= Forensic seismology =

Forensic seismology is the forensic use of the techniques of seismology to detect and study distant phenomena, particularly explosions, including those of nuclear weapons.

Because of the efficiency with which seismic waves propagate through the Earth and the technical difficulties of decoupling explosions to diminish their seismic radiation, forensic seismology is a critical technique in the enforcement of bans on underground nuclear testing.

In addition to nuclear explosions, the signatures of many other kinds of explosions can also be detected and analyzed by forensic seismology, and even other phenomena such as ocean waves (the global microseism), the movement of icebergs across the sea floor or in collision with other icebergs, or explosions within submarines.

Organizations with expertise in forensic seismology include AWE Blacknest, Los Alamos National Laboratory, Sandia National Laboratory, and Lawrence Livermore National Laboratory.

== Seismic detection of nuclear detonations ==

Forensic seismology is one of several other methods used by the global community to determine compliance with the Comprehensive Nuclear Test-Ban Treaty (CTBT). A network of approximately 170 seismic stations, along with data generated from sources such as infrasound, hydroacoustics, and radionuclide detection, is used to identify and locate nuclear detonations. Forensic seismology is specifically used to locate nuclear detonations that may have occurred underneath the ground.

Seismic stations record underground pressure waves and transmit this data for processing via secure communication links. There are many challenges involved with trying to differentiate a nuclear explosion from other natural and man-made phenomena, such as earthquakes, mining explosions, and construction. Nuclear explosions exceeding 150 kilotons generate pressure waves that primarily travel through the Earth's core and mantle. These types of explosions are straightforward to identify because the mixture of rock the signals pass through is fairly homogeneous and the signals generated are free from noise. Smaller nuclear explosions are more difficult to identify because pressure waves primarily travel through the Earth's upper mantle and crust, leading to signal distortion due to the heterogeneity of rocks at this depth.

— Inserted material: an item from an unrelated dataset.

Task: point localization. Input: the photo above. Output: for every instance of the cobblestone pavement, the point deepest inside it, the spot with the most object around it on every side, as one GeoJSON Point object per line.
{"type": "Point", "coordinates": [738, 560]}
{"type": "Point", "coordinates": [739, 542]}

Nations may also conduct clandestine underground tests that are not easily identifiable. One method of hiding an underground nuclear detonation is called decoupling. This involves detonating a nuclear warhead in an underground cavity in order to significantly muffle the amplitude of the subsequent underground pressure waves. Another proposed method of hiding nuclear detonations is called mine masking. This technique uses a larger explosion to mask a smaller nuclear explosion. The feasibility of mine masking has been called into question because seismic events large enough to mask a nuclear explosion are exceedingly rare and would draw suspicion. Smaller nuclear detonation yields may also be hard to detect because they produce readings similar to small earthquakes or other natural events.

When seismic data is gathered, it has to be processed to produce meaningful information. Algorithms are used to isolate patterns, remove noise, and generate estimates. The development of efficient algorithms for nuclear detonation detection has led to many advancements in other fields such as kriging, an advanced method of interpolation used primarily in geostatistics. Algorithms are used to identify key characteristics of wave forms, such as peak-to-peak distance, amplitude, phase, P wave amplitude, and S wave amplitude. P waves, or primary waves, are compression waves that propagate quickly through rock, and are generally the first waves to reach seismic stations. S waves, or shear waves, arrive after P waves. The ratio of P to S waves is one of several important values used to characterize seismic events. When a nuclear detonation has been identified, algorithms are used to estimate the detonation time, explosive yield and depth of burial.